Staff from across the Trust are showing their support for Insulin Safety Week to ensure vital information is shared with colleagues to help reduce incidents of insulin errors. 

According to the results from the latest National Diabetes Inpatient Audit, two in five people with diabetes on insulin (40 per cent) experience an error related to the administration of the drug while in hospital.

E-leaning modules for health and social care staff is FREE during #ISW2024, to help promote the safe use of diabetes technology. For more information see the attached poster.

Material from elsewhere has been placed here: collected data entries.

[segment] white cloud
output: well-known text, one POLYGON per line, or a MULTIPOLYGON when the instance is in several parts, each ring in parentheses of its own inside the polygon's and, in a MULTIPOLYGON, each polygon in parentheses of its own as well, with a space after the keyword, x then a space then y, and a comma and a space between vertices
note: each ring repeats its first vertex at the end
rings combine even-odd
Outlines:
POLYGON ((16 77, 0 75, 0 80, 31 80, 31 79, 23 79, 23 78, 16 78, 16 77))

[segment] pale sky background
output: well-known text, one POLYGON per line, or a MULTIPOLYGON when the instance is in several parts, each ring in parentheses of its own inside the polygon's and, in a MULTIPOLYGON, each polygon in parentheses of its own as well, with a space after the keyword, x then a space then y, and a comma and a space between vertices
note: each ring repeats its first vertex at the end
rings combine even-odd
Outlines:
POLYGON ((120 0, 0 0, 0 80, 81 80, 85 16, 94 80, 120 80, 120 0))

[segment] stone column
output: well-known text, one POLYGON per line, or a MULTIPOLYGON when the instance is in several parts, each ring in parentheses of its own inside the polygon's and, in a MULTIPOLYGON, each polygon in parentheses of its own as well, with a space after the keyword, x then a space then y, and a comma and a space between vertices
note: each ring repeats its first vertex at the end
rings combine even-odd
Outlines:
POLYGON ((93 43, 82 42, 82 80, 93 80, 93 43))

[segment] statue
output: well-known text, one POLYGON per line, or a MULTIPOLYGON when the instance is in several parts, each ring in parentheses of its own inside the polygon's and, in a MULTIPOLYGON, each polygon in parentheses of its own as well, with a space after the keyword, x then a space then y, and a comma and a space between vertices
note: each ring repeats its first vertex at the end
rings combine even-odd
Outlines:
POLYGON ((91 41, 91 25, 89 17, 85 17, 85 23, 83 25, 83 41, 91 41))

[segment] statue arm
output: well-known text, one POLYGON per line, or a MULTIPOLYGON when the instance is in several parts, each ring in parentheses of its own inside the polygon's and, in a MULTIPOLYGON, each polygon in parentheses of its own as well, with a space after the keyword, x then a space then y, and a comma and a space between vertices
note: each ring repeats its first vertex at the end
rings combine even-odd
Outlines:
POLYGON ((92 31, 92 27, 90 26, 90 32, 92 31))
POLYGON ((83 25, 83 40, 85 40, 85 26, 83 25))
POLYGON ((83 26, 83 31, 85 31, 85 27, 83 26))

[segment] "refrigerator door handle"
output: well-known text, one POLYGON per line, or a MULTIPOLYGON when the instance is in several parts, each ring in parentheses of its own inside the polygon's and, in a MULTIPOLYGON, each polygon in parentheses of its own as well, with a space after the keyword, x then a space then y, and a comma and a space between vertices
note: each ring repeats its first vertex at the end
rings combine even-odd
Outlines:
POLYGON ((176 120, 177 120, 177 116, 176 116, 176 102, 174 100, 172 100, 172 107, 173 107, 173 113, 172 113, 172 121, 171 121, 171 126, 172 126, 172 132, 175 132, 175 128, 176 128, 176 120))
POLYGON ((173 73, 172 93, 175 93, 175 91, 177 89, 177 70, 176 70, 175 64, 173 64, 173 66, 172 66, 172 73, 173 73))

To improve insulin safety, we will always listen to the patient, and where possible we will support them to self-manage their insulin therapy.

If a healthcare professional is required to administer the insulin, staff must follow the 7 Rs:

✔ Right person
✔ Right documentation
✔ Right insulin
✔ Right device
✔ Right dose
✔ Right time
✔ Right route

In addition:

  • If insulin is prescribed in writing, always use units, not abbreviations (not U or IU)
  • Never use a needle, pen device or other for more than one patient
  • Never carry more than one insulin device on your person at a time.

If you administer insulin in your work setting, please ensure the 7 Rs and Be Aware, Don’t Share posters are clearly on display.

If you suspect insulin may have been administered incorrectly, you must escalate for medical review immediately.